I learned this principle first hand, which was taught to me by some volunteers at the Warrior’s Weekend. We all had cracked “thousands” of eggs the evening before, and had arrived at the Community Center before 3:00 a.m. All of us were working tired. We needed someone to drive my pickup to H.E.B. in Port Lavaca to retrieve the milk, chocolate milk, orange juice, etc., the things we could not refrigerate locally. I was asking for a special volunteer who would stop what they were doing and run this errand. Someone said, “Pastor, go yourself!” I protested that I had too many things to accomplish to make sure those breakfast tacos were ready to 7:15. “Go, it will give you an hour break and provide you with much needed rest.”

At first, I was incensed – did anyone think I needed a break or rest! Others had been working right alongside me and needed just as much rest as I. Protesting did no good, so I went, had people load the products in the pickup, drove them back, and others unloaded. AND, I felt much better!

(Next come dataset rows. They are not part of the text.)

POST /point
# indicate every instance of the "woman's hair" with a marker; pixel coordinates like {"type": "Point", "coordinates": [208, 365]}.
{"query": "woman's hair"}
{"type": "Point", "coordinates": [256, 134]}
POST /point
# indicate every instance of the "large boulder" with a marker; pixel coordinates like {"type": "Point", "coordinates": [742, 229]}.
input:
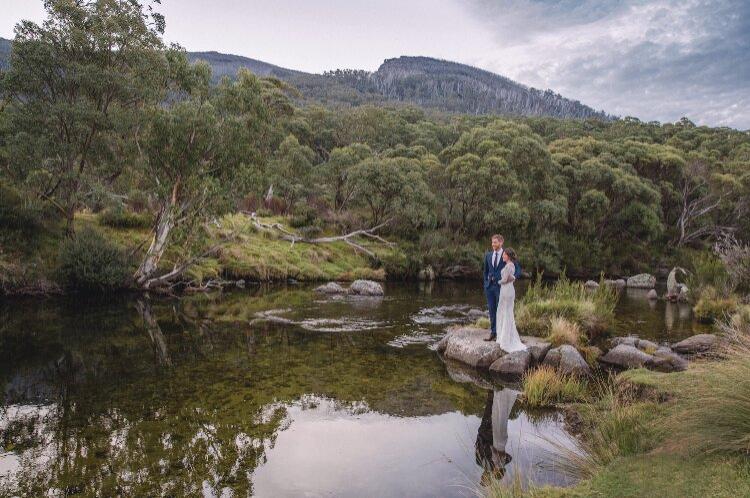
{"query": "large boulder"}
{"type": "Point", "coordinates": [700, 343]}
{"type": "Point", "coordinates": [537, 347]}
{"type": "Point", "coordinates": [330, 288]}
{"type": "Point", "coordinates": [626, 356]}
{"type": "Point", "coordinates": [642, 281]}
{"type": "Point", "coordinates": [618, 284]}
{"type": "Point", "coordinates": [567, 360]}
{"type": "Point", "coordinates": [665, 360]}
{"type": "Point", "coordinates": [642, 344]}
{"type": "Point", "coordinates": [512, 364]}
{"type": "Point", "coordinates": [366, 288]}
{"type": "Point", "coordinates": [467, 345]}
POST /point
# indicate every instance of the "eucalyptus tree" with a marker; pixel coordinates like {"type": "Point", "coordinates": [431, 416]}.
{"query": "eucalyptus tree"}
{"type": "Point", "coordinates": [75, 83]}
{"type": "Point", "coordinates": [202, 150]}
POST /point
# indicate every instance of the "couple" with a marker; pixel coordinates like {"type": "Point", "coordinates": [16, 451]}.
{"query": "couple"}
{"type": "Point", "coordinates": [500, 271]}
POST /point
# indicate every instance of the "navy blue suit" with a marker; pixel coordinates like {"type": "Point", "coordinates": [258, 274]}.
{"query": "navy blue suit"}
{"type": "Point", "coordinates": [491, 275]}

Recently, a pastor called saying they needed some of our help for their event to help with hurricane relief. I told him that I would gladly share, but he would personally have to come and retrieve it! Then I told him my experience at the Warrior’s Weekend. He came and said it was the most restful time of the week!
Some have said that we think we are too important to allow others to help us and to personally take a break – and in my case I might admit to being guilty! It could be a bit of pride or super ego! It could be that we want to feel needed so we push ourselves to the limits of our endurance – maybe a bit of lack in our self-image. Most of us need to trust God and allow Him to take care of things for a while!

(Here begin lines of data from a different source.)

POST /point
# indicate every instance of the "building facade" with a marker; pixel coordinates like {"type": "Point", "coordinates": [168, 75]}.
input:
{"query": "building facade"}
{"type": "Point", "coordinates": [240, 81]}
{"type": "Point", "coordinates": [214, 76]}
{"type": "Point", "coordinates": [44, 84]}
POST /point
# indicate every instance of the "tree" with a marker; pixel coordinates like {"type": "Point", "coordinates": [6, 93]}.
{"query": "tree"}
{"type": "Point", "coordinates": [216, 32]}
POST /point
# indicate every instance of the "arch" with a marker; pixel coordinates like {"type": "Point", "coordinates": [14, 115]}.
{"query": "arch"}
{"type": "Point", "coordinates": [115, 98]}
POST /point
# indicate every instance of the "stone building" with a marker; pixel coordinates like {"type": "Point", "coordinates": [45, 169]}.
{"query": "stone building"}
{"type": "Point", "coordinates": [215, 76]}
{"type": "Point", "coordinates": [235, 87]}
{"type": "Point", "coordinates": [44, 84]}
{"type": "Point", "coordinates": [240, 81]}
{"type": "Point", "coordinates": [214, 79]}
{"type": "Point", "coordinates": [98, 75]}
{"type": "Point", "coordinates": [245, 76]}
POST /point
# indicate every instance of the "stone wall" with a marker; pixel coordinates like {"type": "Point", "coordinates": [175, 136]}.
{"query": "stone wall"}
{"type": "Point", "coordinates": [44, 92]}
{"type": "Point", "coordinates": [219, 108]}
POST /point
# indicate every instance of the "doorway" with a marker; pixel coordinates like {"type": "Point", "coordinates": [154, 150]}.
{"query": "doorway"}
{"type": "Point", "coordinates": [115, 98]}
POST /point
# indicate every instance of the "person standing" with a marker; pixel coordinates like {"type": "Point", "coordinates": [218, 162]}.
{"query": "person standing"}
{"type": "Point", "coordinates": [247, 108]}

One has said that we also might be fighting a false guilt when we rest. That is me too much of the time! But guilt is like cholesterol – there is the good kind and the bad kind. There is “Godly sorrow” and “worldly sorrow.” Separating true conviction from the Holy Spirit from the false guilt that has been so familiar to most of us is probably a lifetime journey. Yet pacing ourselves, replenishing physically and emotionally, and doing what it takes to be healthy and durable is worth the battle against false guilt. I truly need to remember that self-denial and self-neglect are two very different things.

It is not just the preachers who need this lesson, but all of us need to learn to follow the words of Jesus, “Get some rest!” Decompress!